Linz (OTS) - Strahlende Gesichter bei den Kindern, besorgte Mienen bei vielen Eltern: Die Vereinbarkeit von Beruf und Familie wird in den Ferien regelmäßig zur Herausforderung. Denn neben den Schulen, die für neun Wochen schließen, sperren im Sommer auch so gut wie alle Kindergärten zu. Laut Statistik Austria haben nicht einmal zwei Prozent der Kindergärten in Oberösterreich 50 bis 52 Wochen pro Jahr geöffnet. Zum Vergleich: In Wien sind es 74 Prozent!

Im Schnitt haben Oberösterreichs Kindergärten im Sommer fünf Wochen geschlossen. In Wien sind es nur fünf Tage. Rechnet man noch Weihnachts-, Semester und Osterferien sowie sonstige Schließtage dazu, kommt man in Oberösterreich auf eine durchschnittliche Jahres-Schließzeit von mehr als sieben Wochen. Für die Eltern bedeutet das, dass sie die Betreuungsprobleme individuell lösen müssen, dass sie gestaffelt auf Urlaub gehen, sich mit anderen Eltern zusammentun oder die Kinder zeitweise sogar alleine lassen müssen.

Besonders schwierig wird es für Eltern von Schulkindern. Auch die wenigen ganztägig geführten Schulen schließen im Sommer zur Gänze. Wer nicht auf Großeltern oder andere Verwandte zurückgreifen kann, steht im Sommer vor beinahe unlösbaren Problemen. Organisierte Aktivitäten wie Ferien- oder Lerncamps sind oft sehr teuer.

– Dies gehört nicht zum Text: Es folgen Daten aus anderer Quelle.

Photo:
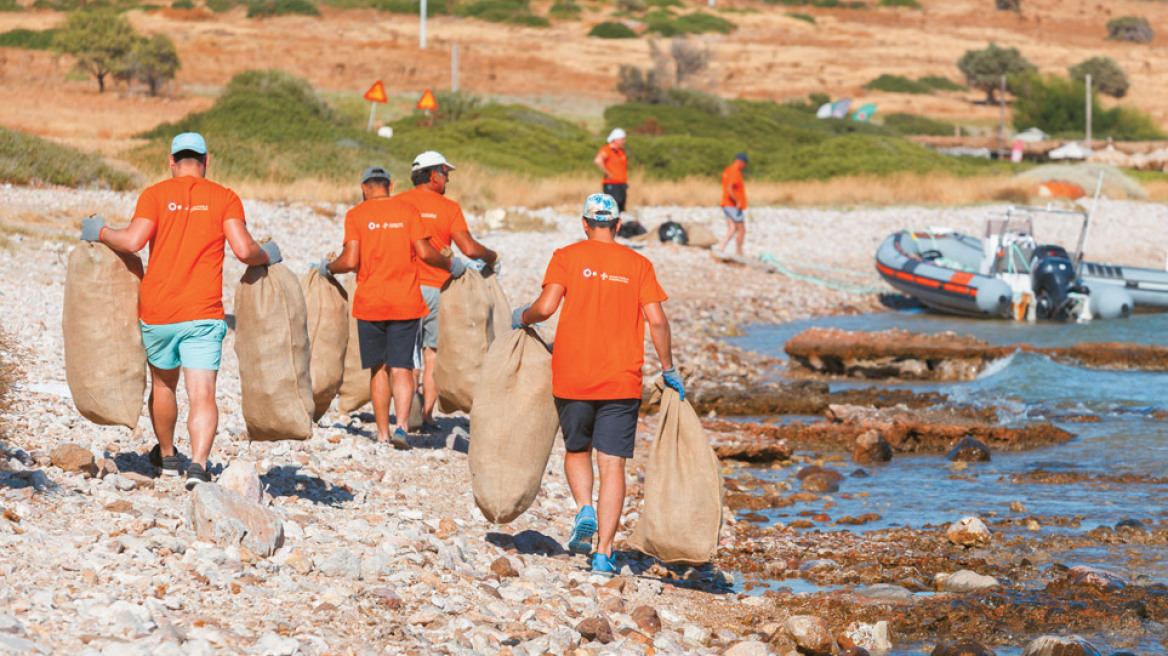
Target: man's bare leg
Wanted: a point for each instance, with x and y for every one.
(611, 500)
(164, 406)
(379, 391)
(429, 388)
(202, 420)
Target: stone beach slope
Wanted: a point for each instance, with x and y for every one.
(372, 550)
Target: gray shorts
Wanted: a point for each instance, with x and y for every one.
(429, 334)
(734, 214)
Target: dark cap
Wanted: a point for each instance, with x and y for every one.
(374, 173)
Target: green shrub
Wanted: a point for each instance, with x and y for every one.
(1130, 28)
(27, 159)
(270, 8)
(612, 29)
(28, 39)
(912, 124)
(897, 84)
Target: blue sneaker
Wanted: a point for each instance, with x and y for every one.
(581, 541)
(603, 565)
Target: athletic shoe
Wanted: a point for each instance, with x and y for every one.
(603, 565)
(167, 463)
(581, 541)
(196, 474)
(400, 441)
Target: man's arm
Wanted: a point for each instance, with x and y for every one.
(472, 249)
(243, 245)
(660, 333)
(129, 239)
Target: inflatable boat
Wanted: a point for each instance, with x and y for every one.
(1008, 274)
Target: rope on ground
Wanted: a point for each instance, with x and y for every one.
(780, 266)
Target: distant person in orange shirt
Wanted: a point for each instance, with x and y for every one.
(612, 160)
(734, 201)
(609, 292)
(384, 238)
(445, 222)
(185, 220)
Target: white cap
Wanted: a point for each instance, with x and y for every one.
(430, 159)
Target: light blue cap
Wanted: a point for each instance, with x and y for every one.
(188, 141)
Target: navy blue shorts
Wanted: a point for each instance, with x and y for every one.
(609, 426)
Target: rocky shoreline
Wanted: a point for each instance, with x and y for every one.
(347, 548)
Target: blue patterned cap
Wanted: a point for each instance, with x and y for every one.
(600, 208)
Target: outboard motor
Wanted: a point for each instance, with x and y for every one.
(1052, 280)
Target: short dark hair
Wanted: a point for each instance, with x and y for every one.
(201, 158)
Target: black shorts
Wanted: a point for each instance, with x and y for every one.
(388, 342)
(609, 426)
(619, 192)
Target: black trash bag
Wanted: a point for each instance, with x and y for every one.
(633, 228)
(673, 231)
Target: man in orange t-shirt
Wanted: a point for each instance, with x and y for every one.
(384, 238)
(609, 293)
(444, 218)
(186, 221)
(734, 201)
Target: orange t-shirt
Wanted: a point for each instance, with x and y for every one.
(600, 340)
(731, 179)
(388, 277)
(183, 277)
(442, 217)
(616, 160)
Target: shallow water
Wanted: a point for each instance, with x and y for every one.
(915, 490)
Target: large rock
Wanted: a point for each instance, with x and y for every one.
(242, 477)
(964, 581)
(970, 449)
(1058, 646)
(227, 518)
(871, 447)
(811, 634)
(74, 458)
(968, 531)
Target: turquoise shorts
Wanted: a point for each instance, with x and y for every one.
(193, 344)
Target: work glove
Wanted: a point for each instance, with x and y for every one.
(272, 251)
(91, 229)
(673, 381)
(518, 318)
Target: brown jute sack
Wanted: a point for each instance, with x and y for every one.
(328, 336)
(271, 340)
(513, 425)
(105, 361)
(354, 392)
(473, 308)
(682, 510)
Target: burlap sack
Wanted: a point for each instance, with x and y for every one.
(271, 341)
(473, 309)
(682, 510)
(105, 361)
(513, 425)
(354, 392)
(328, 336)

Die Arbeiterkammer Oberösterreich fordert daher, dass sich die Sommerangebote der Kinderbetreuungseinrichtungen mehr an den Bedürfnissen der Eltern orientieren und Schließzeiten am Standort mit den Eltern abgestimmt werden. Gefragt sind kreative Lösungen, etwa gemeindeübergreifende Zusammenarbeit oder Kooperationen zwischen verschiedenen Betreuungseinrichtungen.

Das oberösterreichische Kinderbetreuungsgesetz ermöglicht sehr ausgedehnte Sommerferien. Nach Ansicht der Arbeiterkammer sollte für das ganze Jahr eine Schließzeit von maximal fünf Wochen festgelegt werden. Das entspricht dem gesetzlichen Urlaubsanspruch der Arbeitnehmerinnen und Arbeitnehmer und wäre ein wichtiger Schritt in Richtung bessere Vereinbarkeit von Beruf und Familie.